BEIJING — Neighbourhoods under strict lockdown. Thousands quarantined. Millions tested in mere days. Overseas arrivals locked up for weeks and sometimes months.
China has followed variations of that formula for dealing with the coronavirus for more than a year — and a new outbreak suggests that they could be part of Chinese life for some time to come.
China appeared to get the coronavirus under control nearly a year ago. But hundreds of millions of Chinese people remain unvaccinated. New variants of the coronavirus have appeared, and questions remain about whether China’s self-made vaccines can stop them.
The latest cases have been found in Guangzhou, capital of the southern province of Guangdong. Authorities have blamed the Delta variant, which has caused widespread loss of life in India.
The city tested practically its entire population of 18.7 million between Sunday and Tuesday, some of them for the second time. It has also put neighbourhoods with a total of more than 180,000 residents into total lockdown, with practically no one allowed out except to go to medical testing.
The early infections appear to have jumped from person to person at a cluster of eateries. Each infected person has infected more other people than in any previous outbreak that China has confronted, Zhang Zhoubin, deputy director of the Guangzhou Center for Disease Control, said.

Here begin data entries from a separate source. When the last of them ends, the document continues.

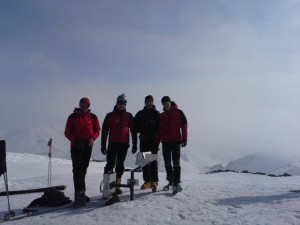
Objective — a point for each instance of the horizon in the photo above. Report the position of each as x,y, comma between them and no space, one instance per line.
231,67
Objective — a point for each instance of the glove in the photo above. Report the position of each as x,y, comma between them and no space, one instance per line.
103,149
134,149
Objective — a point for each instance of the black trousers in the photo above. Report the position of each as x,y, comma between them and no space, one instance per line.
116,155
171,153
80,155
150,171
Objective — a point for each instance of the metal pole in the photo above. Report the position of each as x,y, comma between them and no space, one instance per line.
49,164
10,213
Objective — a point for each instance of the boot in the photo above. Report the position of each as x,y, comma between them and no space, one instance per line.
146,185
154,186
118,189
177,188
168,186
80,199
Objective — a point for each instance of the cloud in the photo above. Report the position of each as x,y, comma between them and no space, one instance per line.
232,67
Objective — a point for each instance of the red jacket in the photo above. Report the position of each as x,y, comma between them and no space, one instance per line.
117,125
173,125
81,126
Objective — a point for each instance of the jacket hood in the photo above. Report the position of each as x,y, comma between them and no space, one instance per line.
78,111
117,110
152,108
173,106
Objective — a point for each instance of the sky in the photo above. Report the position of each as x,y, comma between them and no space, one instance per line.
231,66
219,198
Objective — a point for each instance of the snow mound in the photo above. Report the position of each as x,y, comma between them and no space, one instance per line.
261,163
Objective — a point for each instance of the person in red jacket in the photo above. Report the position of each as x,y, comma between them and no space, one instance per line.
82,129
173,135
117,125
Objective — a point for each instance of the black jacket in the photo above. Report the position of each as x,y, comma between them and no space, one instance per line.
146,122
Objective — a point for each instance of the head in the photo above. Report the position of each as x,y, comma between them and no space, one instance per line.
148,102
166,102
84,104
121,102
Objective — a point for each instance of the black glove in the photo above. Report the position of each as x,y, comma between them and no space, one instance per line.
134,149
103,149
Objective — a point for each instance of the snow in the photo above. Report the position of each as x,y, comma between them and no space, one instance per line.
221,198
269,164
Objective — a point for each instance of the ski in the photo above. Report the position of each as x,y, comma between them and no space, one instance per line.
29,212
167,187
29,191
176,189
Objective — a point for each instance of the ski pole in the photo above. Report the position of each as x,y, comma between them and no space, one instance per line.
49,164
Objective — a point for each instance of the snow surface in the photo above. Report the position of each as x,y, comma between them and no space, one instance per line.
221,198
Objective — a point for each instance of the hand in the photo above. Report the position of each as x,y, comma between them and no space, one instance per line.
90,142
134,149
103,149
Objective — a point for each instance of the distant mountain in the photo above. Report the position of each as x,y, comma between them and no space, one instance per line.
261,163
34,140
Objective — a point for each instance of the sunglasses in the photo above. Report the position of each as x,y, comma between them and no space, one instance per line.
121,103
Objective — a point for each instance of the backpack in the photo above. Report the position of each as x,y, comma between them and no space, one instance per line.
52,198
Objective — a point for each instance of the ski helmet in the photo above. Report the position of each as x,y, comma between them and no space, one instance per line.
149,97
122,98
165,99
84,101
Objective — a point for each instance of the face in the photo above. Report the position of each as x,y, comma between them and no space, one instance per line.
166,105
121,105
84,107
148,104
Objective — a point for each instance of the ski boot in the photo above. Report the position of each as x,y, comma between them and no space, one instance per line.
154,186
118,189
146,185
176,188
80,199
168,186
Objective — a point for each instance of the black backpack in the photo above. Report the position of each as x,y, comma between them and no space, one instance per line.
52,198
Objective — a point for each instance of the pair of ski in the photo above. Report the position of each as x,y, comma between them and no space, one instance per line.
28,212
175,189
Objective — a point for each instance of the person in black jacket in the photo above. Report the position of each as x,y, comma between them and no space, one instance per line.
146,123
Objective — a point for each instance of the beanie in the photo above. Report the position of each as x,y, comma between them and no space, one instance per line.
84,100
122,98
149,97
165,99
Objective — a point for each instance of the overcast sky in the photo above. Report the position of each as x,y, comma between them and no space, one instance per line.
232,66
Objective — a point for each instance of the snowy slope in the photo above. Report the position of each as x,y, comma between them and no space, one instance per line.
269,164
34,141
223,198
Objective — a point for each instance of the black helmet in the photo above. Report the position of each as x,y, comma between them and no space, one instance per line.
122,98
165,99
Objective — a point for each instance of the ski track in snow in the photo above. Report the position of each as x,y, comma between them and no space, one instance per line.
222,198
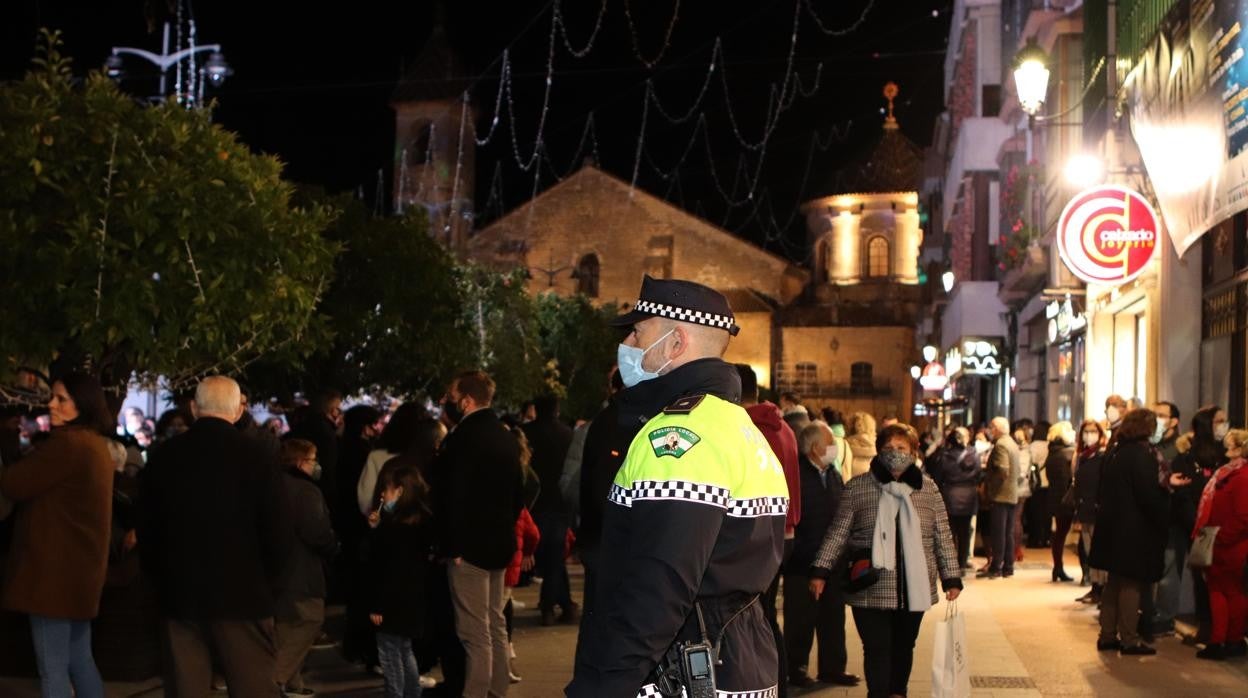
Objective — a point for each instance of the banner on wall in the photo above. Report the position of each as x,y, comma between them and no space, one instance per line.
1188,103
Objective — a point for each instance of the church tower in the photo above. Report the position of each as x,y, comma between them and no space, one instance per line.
434,140
865,236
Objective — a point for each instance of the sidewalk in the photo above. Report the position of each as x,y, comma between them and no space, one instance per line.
1027,638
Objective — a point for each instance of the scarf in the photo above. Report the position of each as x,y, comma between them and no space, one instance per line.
895,507
1206,508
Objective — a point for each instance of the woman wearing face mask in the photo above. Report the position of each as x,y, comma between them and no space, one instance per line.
397,576
56,568
896,513
300,611
1057,466
955,468
1224,503
1207,453
1086,468
1131,530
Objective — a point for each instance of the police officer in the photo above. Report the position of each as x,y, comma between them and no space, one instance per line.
693,531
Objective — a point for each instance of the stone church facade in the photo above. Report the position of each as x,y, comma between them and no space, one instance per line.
840,334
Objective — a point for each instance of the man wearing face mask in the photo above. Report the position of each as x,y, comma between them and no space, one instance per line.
821,488
695,522
1002,490
1115,410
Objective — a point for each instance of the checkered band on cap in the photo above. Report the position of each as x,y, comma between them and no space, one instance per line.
687,315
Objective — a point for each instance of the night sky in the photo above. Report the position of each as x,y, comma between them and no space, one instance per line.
312,85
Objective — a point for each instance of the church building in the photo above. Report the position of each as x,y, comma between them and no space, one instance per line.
840,334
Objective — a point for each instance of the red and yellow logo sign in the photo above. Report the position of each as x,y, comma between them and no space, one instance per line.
1107,235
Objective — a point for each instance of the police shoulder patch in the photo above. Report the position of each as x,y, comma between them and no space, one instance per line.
673,441
685,405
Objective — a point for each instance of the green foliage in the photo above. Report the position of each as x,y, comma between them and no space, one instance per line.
146,239
579,340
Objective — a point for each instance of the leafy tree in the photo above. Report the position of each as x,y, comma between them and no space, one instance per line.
503,334
578,339
146,239
393,312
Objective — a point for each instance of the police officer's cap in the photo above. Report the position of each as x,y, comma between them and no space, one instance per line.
680,300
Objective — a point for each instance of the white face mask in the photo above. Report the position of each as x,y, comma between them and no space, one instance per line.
830,456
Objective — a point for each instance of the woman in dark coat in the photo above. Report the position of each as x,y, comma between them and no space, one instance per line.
955,468
1057,467
1086,467
1131,530
56,568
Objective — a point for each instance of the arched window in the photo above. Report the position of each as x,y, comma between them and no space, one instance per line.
587,276
877,257
861,377
418,145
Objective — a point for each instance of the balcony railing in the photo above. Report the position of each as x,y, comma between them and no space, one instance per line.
808,385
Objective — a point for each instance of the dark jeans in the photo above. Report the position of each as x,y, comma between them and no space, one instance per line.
769,609
548,561
398,664
1172,577
63,652
1002,538
805,618
1058,543
961,528
887,648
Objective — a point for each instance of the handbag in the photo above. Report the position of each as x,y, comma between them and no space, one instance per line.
951,676
1201,555
859,571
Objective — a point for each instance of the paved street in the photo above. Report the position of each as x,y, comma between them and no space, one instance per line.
1027,637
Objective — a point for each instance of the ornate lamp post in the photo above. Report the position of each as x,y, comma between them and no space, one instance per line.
215,69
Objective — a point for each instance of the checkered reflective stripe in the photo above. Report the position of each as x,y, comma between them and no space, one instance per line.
687,315
672,490
650,691
759,506
697,492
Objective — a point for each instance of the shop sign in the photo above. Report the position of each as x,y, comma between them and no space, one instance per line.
974,357
1107,235
1063,321
934,377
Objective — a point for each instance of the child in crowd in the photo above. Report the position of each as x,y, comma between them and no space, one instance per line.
397,576
301,604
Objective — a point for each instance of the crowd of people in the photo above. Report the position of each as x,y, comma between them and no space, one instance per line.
422,521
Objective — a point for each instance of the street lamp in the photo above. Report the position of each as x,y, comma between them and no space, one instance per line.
215,69
1031,76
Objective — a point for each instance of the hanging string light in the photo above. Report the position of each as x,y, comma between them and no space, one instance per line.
667,36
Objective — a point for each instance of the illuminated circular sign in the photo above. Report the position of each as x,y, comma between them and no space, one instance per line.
1107,235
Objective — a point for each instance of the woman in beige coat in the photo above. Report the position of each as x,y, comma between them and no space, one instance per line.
60,548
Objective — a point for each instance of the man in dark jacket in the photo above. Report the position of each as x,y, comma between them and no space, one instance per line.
784,443
214,536
322,426
548,440
821,488
477,498
301,603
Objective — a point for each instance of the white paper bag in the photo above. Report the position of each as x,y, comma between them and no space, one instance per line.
951,677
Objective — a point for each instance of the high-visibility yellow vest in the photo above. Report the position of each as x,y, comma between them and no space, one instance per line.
704,450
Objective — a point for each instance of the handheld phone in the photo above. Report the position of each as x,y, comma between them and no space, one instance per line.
698,662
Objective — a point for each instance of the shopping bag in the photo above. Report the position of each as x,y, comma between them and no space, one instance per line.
951,677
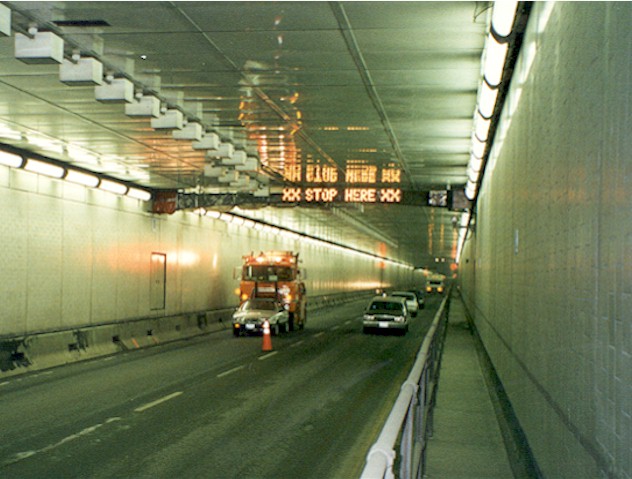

“The epidemic faced by Guangzhou this time is an unprecedented opponent, and it requires more resolute and decisive measures to deal with it,” he said.
China’s approach has evolved since the coronavirus first emerged, when Beijing initially put harsh restrictions on hundreds of millions of people. Today, its lockdowns are focused on neighbourhoods rather than cities or provinces. China has made vaccination the centrepiece of its strategy.
Foreign businesses have worried that those limits on international travellers could snarl their plans.
A European Union Chamber of Commerce survey released this week found that threequarters of member companies said they had been adversely affected by travel restrictions, usually by hindering them from bringing in key engineers or executives.